Appel à la justice de l'État (Questions du baron Masères)


Appel à la justice de l'État
1784

Questions remises et proposées, vers la fin de février dernier, à Messieurs Powell, Adhemar et de Lisle, députés de la Province de Québec, par M. le baron Masères, agent général de cette province, avec les réponses de ces Messieurs, données dans leur assemblée, le 13 mars 1784.





Serait-il agréable aux Canadiens que la loi anglaise de l'habeas corpus fût introduite solennellement, par acte du parlement, en Canada; afin que le pouvoir de mettre les hommes en prison, ne fût exercé que par des ordres par écrit signés par le magistrat qui les donne, et dans lesquels serait exprimée la cause de l'emprisonnement; et que les juges de la province eussent le droit d'examiner les causes ainsi exprimées par ces ordres, et, si elles n'étaient pas des causes légitimes d'emprisonner un homme selon les lois existantes dans la province, de faire sortir les personnes, ainsi détenues prisonnières mal à propos, dans leurs prisons, ou bien librement, et sans donner de caution, ou bien en donnant caution, selon que les lois le requerraient; et que toute cette procédure eût lieu tant pour les personnes qui seraient emprisonnées par l'ordre du gouverneur, ou du roi lui-même, que pour celles qui seraient emprisonnées par aucune autre personne quelconque?

Baron Francis Masères, procureur général du Québec, de 1766 à 1769

Deuxièmement, — Serait-il agréable aux Canadiens de faire rétablir, dans les cours de justice de la province, le droit d'avoir des jurés pour décider les faits qui seraient contestés entre les parties litigeantes en matières civiles, si les parties, ou l'une d'elles le demandaient, comme il existait dans la province depuis le mois de septembre 1764, jusqu'au premier mai 1775, que l'Acte du parlement de l'année 1774, pour le règlement du gouvernement de cette province, commença à y avoir lieu? – Et, si les jurés étaient rétablis dans les matières civiles, serait-il agréable aux Canadiens, qu'en rendant leurs rapports, ou verdicts, sur les faits soumis à leur décision, on exigeât d'eux qu'ils fussent, tous les douze, unanimes, ou plutôt qu'ils se disent l'être; ou leur serait-il plus agréable que la décision de neuf jurés, qui seraient d'accord, hors des douze, fût censée suffisante pour décider le fait en question selon leur sentiment, malgré l'opposition des autres trois jurés? – Et, en outre, serait-il agréable aux Canadiens que les jurés fussent payés par les parties litigeantes, ou par la partie qui demanderait d'en avoir, une somme modique, comme une piastre espagnole chacun, ou d'une demi piastre, pour les récompenser du temps et de l'attention qu'ils seraient obligés de donner à ces décisions?

Troisièmement, — Serait-il agréable aux Canadiens, que, pour faire agir les membres du Conseil législatif de la province avec plus de liberté et de zèle pour le bien de la province, et pour les rendre plus respectables aux yeux des autres habitants de la province, il fût ordonné de la façon la moins équivoque et la plus solennelle, par un acte du parlement, que le gouverneur n'eût pas le pouvoir de destituer aucun membre de ce conseil de son office de conseiller, ou même de le suspendre pour un temps, quelque court qu'il fût, sans le consentement de quatre cinquièmes parties des membres du conseil, c'est-à-dire, s'ils étaient vingt conseillers, de seize d'entre ces vingt; et, en tous cas, si les conseillers étaient moins en nombre que quinze, sans le consentement d'au moins douze conseillers; lequel consentement des conseillers, qui se joindraient au gouverneur pour suspendre un de leurs confrères, serait signé de leurs mains sur les registres du conseil, et aussi sur une autre copie qui serait donnée à la personne suspendue.
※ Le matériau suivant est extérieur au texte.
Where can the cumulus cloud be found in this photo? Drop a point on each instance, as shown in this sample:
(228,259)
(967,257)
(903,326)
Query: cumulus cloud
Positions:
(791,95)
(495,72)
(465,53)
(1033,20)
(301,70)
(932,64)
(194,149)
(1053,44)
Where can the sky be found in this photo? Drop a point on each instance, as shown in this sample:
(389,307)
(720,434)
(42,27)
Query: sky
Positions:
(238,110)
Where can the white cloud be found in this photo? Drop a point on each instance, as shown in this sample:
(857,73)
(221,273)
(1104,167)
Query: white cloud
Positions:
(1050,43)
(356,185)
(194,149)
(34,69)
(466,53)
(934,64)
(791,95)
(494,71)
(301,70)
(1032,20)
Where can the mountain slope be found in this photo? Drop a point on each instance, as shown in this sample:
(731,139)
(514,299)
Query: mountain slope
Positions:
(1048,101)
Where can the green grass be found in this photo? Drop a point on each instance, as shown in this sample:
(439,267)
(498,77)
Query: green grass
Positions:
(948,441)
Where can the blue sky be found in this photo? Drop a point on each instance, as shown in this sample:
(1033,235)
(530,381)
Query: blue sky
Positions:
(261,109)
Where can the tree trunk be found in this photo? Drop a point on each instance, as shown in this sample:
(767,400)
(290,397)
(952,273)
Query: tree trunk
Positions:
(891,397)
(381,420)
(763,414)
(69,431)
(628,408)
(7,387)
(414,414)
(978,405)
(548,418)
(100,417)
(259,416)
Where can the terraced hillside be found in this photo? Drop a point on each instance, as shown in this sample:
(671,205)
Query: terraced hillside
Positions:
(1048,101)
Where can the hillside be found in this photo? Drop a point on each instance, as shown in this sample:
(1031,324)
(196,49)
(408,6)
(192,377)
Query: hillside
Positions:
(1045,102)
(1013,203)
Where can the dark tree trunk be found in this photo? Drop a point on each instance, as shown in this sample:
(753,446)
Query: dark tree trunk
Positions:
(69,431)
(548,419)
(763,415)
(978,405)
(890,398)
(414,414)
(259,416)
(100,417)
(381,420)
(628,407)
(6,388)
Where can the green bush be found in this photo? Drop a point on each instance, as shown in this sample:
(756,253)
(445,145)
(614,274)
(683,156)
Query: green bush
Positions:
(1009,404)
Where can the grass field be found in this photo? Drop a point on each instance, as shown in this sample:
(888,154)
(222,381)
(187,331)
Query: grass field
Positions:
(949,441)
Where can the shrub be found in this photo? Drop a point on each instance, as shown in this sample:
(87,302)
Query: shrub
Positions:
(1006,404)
Pourvu toujours que le roi lui-même conservât le pouvoir de destituer tel conseiller qu'il voudrait, quand bon lui semblerait, ou par un acte fait en son conseil privé, ou par ordre signé de sa main, et contresigné par le secrétaire d'État.

Quatrièmement, – Serait-il agréable aux Canadiens, que, pour rendre les juges de la province plus courageux à administrer la justice avec impartialité, il fût ordonné par un acte du parlement, qu'aucun d'eux ne fût amovible de son office de juge par le gouverneur de la province, sous quelque prétexte que ce fût; et aussi que le gouverneur n'eût pas le pouvoir d'en suspendre aucun pour plus d'une année, ni pour ce temps, ou pour aucun temps, quelque court qu'il fût, sans le consentement d'au moins douze membres du conseil législatif de la province, signé de leurs mains sur les registres du conseil, et aussi sur une autre copie qui serait donnée au juge suspendu : Pourvu toujours que le roi lui-même conservât le pouvoir de destituer le juge qu'il voudrait, quand bon lui semblerait, ou par un acte fait en son conseil privé, ou par un ordre signé de sa main, et contresigné par le secrétaire d'État.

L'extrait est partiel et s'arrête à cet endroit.